Your turn: Make a plot() method

Plot methods must be named plot.<classname>, take x as the first argument, and include ... in the signature.

You don’t need to use base plot() in a plot method - you can use ggplot2 or any other plotting system. First, add ggplot2 to your package dependencies:

#' @export
plot.cpue_result <- function(x, ...) {
  plot(
    seq_along(x),
    x,
    type = "b",
    xlab = "Record",
    ylab = "CPUE",
    main = paste("CPUE -", attr(x, "method"), "method"),
    ...
  )
}
document()
load_all()

plot(result)
use_package("ggplot2")
#' @export
plot.cpue_result <- function(x, ...) {
  data <- data.frame(
    record = seq_along(x),
    cpue = as.numeric(x)
  )

  ggplot2::ggplot(data, ggplot2::aes(x = record, y = cpue)) +
    ggplot2::geom_line() +
    ggplot2::geom_point() +
    ggplot2::labs(
      x = "Record",
      y = "CPUE",
      title = paste("CPUE -", attr(x, "method"), "method")
    )
}
document()
load_all()

plot(result)

plot(result) +
  ggplot2::theme_minimal() +
  ggplot2::geom_hline(yintercept = mean(result), linetype = "dashed")

Registering S3 methods

For your methods to work when the package is installed (not just with load_all()), they need to appear in the NAMESPACE file. The @export tag on each method handles this via roxygen2.

document()

Look at the NAMESPACE file. What do you see different about S3 methods compared to regular functions?

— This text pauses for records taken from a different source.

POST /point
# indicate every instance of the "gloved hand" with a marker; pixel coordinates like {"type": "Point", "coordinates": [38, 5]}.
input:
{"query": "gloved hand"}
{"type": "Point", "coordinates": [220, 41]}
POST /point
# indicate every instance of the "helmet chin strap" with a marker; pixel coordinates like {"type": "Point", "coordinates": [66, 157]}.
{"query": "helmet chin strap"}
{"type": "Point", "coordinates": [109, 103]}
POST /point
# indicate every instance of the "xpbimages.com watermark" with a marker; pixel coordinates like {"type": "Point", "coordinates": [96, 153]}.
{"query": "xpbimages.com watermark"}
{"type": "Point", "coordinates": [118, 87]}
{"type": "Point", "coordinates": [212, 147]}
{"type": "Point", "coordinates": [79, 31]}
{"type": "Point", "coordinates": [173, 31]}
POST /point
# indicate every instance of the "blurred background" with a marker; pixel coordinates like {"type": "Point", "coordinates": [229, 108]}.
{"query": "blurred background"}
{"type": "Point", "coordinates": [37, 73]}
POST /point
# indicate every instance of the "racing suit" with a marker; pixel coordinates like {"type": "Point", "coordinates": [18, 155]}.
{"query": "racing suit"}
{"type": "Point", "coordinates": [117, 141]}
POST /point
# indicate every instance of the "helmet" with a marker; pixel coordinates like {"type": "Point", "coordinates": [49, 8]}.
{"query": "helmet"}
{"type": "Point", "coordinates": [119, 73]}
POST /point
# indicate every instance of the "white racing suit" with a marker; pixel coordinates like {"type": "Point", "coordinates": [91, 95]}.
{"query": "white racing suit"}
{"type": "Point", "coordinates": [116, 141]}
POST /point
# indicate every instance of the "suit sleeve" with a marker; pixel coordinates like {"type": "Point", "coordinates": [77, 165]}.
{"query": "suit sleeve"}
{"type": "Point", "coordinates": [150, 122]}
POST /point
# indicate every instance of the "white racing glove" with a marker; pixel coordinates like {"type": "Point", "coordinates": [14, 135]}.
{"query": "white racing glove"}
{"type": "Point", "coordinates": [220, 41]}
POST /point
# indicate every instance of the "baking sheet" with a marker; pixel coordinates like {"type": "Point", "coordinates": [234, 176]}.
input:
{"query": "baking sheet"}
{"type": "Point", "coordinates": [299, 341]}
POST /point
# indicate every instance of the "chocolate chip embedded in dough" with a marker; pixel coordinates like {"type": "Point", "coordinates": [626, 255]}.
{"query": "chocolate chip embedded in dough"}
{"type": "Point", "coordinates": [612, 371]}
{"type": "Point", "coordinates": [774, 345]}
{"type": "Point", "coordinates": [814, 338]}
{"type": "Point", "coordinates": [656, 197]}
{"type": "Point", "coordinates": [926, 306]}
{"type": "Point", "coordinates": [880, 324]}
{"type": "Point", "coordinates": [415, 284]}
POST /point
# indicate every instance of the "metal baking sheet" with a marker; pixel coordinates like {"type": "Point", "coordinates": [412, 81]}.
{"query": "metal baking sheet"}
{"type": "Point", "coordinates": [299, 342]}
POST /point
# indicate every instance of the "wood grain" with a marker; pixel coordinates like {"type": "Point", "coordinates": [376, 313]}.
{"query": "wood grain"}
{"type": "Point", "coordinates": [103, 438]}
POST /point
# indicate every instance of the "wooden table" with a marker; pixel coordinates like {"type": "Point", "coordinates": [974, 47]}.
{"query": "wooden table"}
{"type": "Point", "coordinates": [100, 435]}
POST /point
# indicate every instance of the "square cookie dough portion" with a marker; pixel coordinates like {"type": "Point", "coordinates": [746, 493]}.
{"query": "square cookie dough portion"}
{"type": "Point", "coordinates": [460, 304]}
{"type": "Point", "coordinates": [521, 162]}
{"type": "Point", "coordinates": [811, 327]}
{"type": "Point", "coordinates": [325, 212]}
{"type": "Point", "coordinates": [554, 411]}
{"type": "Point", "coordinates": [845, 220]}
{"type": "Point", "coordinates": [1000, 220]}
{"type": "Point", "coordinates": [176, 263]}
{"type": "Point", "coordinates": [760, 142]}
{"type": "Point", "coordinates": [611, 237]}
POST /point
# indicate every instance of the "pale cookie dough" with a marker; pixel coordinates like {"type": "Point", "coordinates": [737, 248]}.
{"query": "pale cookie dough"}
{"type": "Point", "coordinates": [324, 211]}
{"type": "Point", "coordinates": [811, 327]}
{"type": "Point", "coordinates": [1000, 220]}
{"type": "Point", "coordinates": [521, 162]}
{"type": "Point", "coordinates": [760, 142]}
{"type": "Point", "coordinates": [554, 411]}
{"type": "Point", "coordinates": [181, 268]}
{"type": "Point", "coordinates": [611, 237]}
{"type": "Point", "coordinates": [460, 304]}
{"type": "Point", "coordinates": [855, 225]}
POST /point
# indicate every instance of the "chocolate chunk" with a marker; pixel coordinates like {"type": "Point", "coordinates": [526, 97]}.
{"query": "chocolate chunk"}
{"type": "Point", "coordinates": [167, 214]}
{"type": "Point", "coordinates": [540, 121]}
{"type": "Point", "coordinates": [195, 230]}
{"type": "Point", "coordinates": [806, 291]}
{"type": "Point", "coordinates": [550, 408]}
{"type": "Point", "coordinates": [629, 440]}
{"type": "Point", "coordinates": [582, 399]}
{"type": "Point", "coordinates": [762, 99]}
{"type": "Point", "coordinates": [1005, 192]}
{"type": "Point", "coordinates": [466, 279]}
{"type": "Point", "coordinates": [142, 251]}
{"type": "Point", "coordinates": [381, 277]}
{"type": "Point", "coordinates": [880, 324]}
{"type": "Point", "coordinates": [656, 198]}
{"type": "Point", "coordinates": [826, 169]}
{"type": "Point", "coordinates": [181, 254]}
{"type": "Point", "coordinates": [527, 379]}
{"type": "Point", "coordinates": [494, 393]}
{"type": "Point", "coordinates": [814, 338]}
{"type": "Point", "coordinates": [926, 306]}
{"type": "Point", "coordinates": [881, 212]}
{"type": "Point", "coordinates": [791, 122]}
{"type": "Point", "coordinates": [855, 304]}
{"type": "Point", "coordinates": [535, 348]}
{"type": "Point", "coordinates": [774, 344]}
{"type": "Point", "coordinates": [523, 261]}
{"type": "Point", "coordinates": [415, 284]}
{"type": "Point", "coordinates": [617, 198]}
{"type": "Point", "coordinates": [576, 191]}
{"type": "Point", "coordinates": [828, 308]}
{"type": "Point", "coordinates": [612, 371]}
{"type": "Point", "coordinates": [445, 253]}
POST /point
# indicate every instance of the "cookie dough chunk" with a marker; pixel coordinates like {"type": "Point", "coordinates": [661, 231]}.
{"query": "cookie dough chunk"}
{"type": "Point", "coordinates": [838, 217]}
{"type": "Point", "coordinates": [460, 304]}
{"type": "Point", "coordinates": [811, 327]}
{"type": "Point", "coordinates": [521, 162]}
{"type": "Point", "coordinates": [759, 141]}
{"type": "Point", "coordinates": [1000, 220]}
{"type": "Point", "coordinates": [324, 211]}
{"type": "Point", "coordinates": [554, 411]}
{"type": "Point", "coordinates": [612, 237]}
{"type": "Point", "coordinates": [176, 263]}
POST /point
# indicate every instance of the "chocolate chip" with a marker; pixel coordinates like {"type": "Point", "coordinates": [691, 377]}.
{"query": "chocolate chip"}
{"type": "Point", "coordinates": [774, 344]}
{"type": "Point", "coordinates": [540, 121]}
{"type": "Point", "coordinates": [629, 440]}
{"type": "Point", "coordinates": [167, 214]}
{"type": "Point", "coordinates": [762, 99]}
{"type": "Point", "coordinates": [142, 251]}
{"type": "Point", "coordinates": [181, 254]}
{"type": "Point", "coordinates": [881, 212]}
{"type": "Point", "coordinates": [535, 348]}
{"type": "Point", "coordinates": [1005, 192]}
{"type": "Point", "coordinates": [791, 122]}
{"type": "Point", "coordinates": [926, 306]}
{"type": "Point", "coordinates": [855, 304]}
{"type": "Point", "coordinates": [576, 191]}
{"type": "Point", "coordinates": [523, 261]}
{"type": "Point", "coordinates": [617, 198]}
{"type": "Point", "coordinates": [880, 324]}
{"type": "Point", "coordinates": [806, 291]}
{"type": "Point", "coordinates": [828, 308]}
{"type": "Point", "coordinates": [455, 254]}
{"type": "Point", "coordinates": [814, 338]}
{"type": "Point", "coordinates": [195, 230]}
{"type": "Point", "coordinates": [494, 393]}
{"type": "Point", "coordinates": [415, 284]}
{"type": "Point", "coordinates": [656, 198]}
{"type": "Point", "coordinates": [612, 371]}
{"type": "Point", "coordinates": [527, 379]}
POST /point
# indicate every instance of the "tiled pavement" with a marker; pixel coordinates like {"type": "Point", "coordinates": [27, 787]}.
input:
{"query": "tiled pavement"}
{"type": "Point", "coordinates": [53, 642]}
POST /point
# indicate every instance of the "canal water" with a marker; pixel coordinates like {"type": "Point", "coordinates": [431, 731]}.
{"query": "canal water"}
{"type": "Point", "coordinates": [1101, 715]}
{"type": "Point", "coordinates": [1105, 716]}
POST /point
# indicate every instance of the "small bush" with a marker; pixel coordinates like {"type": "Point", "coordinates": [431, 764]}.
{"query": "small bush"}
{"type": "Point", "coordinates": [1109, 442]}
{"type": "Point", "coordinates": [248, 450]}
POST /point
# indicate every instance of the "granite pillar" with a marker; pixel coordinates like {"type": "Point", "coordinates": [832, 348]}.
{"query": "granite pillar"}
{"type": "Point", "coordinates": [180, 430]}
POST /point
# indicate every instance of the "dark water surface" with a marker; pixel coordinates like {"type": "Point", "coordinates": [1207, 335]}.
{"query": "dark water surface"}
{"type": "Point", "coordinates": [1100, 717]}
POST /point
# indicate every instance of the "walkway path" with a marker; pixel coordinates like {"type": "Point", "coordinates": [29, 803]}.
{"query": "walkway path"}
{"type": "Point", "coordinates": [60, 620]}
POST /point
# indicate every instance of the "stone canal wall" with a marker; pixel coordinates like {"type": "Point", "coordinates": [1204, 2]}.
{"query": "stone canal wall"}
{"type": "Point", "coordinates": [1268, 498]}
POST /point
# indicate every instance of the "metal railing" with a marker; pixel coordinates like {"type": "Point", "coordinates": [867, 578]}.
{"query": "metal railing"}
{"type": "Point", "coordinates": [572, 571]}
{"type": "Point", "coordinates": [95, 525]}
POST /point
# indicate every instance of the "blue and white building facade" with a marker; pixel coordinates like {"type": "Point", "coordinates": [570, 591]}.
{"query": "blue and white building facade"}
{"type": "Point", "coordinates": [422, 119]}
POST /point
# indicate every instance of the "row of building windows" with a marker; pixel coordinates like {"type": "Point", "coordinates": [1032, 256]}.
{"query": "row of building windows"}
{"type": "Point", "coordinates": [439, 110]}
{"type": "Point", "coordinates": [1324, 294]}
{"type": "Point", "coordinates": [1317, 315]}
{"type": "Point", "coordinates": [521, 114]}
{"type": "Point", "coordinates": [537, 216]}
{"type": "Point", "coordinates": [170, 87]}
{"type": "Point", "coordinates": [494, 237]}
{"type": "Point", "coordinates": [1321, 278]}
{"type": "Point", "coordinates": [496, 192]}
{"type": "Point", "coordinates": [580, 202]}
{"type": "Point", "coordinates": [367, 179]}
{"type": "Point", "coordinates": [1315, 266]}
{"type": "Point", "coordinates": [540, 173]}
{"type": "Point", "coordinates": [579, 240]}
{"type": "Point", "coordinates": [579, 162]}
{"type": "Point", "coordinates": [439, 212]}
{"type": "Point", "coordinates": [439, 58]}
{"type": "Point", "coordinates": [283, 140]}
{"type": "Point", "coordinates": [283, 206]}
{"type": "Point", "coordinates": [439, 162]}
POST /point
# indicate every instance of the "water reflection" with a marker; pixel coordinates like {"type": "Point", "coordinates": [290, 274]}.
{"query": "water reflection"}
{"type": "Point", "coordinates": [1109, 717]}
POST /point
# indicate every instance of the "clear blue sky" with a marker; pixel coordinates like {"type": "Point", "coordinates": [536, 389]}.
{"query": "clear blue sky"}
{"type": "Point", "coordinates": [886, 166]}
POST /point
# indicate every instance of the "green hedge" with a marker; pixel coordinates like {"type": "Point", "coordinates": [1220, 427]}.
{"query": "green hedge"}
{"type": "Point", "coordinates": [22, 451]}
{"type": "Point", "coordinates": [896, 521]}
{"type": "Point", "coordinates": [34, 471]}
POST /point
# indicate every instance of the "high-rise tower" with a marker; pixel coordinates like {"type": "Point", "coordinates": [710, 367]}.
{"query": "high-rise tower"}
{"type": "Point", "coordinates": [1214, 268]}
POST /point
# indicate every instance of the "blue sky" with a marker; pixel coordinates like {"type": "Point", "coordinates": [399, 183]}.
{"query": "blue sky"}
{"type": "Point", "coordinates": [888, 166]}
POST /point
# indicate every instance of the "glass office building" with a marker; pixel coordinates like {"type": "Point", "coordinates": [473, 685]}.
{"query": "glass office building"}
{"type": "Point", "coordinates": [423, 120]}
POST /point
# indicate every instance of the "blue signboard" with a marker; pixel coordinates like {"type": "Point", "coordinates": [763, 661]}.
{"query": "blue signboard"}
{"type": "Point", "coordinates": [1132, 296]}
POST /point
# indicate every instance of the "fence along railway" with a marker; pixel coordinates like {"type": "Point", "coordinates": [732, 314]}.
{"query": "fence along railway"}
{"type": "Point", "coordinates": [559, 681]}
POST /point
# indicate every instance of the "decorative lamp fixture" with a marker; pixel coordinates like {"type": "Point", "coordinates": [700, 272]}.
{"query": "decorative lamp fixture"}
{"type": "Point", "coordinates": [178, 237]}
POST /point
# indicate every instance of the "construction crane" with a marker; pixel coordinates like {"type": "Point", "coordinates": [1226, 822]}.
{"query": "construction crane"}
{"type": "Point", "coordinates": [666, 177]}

S3method(print,cpue_result)
S3method(summary,cpue_result)
S3method(plot,cpue_result)

Testing the class

We should update our tests to verify that cpue() returns the right class. testthat provides expect_s3_class() for exactly this:

test_that("cpue() returns a cpue_result object", {
  result <- cpue(c(100, 200), c(10, 20))
  expect_s3_class(result, "cpue_result")
})

We can also test that the metadata attributes are set correctly:

test_that("cpue_result carries calculation metadata", {
  result <- cpue(c(100, 200, 300), c(10, 20, 15), method = "log")
  expect_equal(attr(result, "method"), "log")
  expect_equal(attr(result, "gear_factor"), 1)
  expect_equal(attr(result, "n_records"), 3)
})

And snapshot tests are a natural fit for print methods, since they capture the exact console output:

test_that("print.cpue_result displays expected output", {
  result <- cpue(c(100, 200, 300), c(10, 20, 15))
  expect_snapshot(print(result))
})
TipMake a commit

Creating your own generics and methods

So far we have built new classes and created methods for existing generics. But one of the most practical uses of S3 is creating your own generics, so the same function name works on different types of input.

Our cpue() function currently takes numeric vectors:

cpue(catch = c(100, 200), effort = c(10, 20))

But users often have their data in a data frame. Instead of making them extract columns every time, we can make cpue() work directly on data frames too. The same function call adapts its behaviour depending on what the user passes in - just like summary() does in base R.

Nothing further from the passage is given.